Le débat sur l’élargissement de la PMA[1] aux femmes seules et aux homosexuelles doit arriver en septembre au parlement. La loi sera sûrement votée puisque la majorité des Français sont favorables à cette extension des droits. Ce qui m’interroge est la pauvreté des arguments avancés. Puisque le rôle des théologiens est de complexifier les débats pour sortir des positions manichéennes (le bien d’un côté, le mal de l’autre), je voudrais démonter deux arguments qui me semblent faibles et soulever un enjeu passé sous silence. Mon but n’est pas de dire ce qu’il faut penser, mais d’aider chacun à se construire son opinion.

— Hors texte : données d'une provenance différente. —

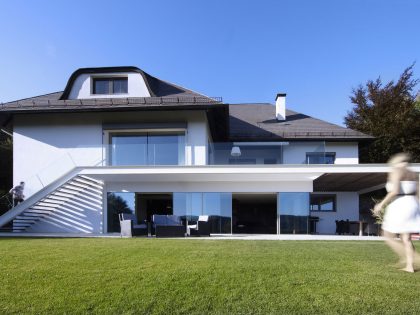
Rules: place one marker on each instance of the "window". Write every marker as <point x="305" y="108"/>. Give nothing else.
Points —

Premier argument fragile : ça se fait ailleurs – le pays le plus souvent cité est l’Espagne – et il y a une discrimination économique entre ceux, en l’occurrence celles, qui peuvent se payer le voyage à l’étranger et les autres. En poussant cet argument jusqu’au bout, il suffit qu’une chose se fasse quelque part pour qu’on la légitime puisqu’il y aura toujours des personnes qui feront le voyage. Les personnes qui avancent cet argument sont par ailleurs souvent opposées à la GPA (Gestation pour autrui) alors que l’argument économique est exactement le même. Avec de l’argent, tout le monde peut aller aux États-Unis pour payer une femme qui portera son enfant.

Deuxième argument fragile : la souffrance des femmes en désir d’enfants. Dans son avis 126 du 15 juin 2017, le CCNE (Comité consultatif national d’éthique) interrogeait cette notion : « Certains pensent que ces désirs pourraient se transformer en vouloir, et, de proche en proche, en une contrainte qui s’exprimerait sous la forme “puisque c’est possible, il faut le faire“. » Un an plus tard, dans son avis 129 du 25 septembre 2018, le même CCNE se prononce pour l’ouverture de la PMA à toutes les femmes « notamment pour pallier une souffrance induite par une infécondité résultant d’orientations personnelles. » Il faut ici interroger la notion de souffrance que je distingue de celle de douleur. Quand j’ai mal au crâne – une douleur – je demande à la médecine de me fournir une aspirine, mais quand j’ai un chagrin d’amour – une souffrance – vais-je lui demander un médicament ? Le propre de l’humain est qu’il n’est pas Dieu, il ne peut pas tout, il est confronté à la limite. Cela ne veut pas dire qu’il ne faut prendre en compte aucune souffrance, mais que l’argument de la souffrance est insuffisant pour justifier une décision.

Le troisième point, plus décisif, concerne le rapport à la médecine. Il y a, à mes yeux, un saut qualitatif significatif entre la PMA pour un couple hétérosexuel stérile et la PMA pour un couple homosexuel. Dans le premier cas, on demande à la médecine de réparer un dysfonctionnement pour permettre une grossesse rendue impossible par une malformation. Dans le second cas, on demande à la médecine de dépasser la nature en offrant à une femme de faire un enfant sans l’intervention d’un homme identifié. L’enjeu sous-jacent est celui du rapport de la technique à la médecine. Tout ce que peut la technique est-il souhaitable ? Si la technique me promet demain un enfant blond aux yeux bleus qui mesure 1m90 et qui a 150 de QI, qui refusera ? Moi. Mais le jour où mon enfant qui sera le seul de sa classe à mesurer 1m70 et à avoir un QI normal, que lui dirai-je ? Un des rôles de l’éthique est de penser la limite, et dans ce registre, assigner à la médecine de réparer les défauts de la nature sans aller au-delà de ce que la nature permet est une position qui a l’avantage de la lisibilité.

Quant à la souffrance consécutive au désir d’enfants, de nombreuses femmes homosexuelles savent très bien comment être fécondées par une pipette, en dehors d’une relation sexuelle, à condition de trouver un homme qui soit d’accord pour donner son sperme. Encore faut-il trouver un homme fiable, mais c’est vrai de toutes les femmes ! On n’est pas obligé de tout demander à la médecine !

[1] Procréation médicalement assistée, je ne sais pas pourquoi on parle de plus en plus d’AMP, assistance médicale à la procréation.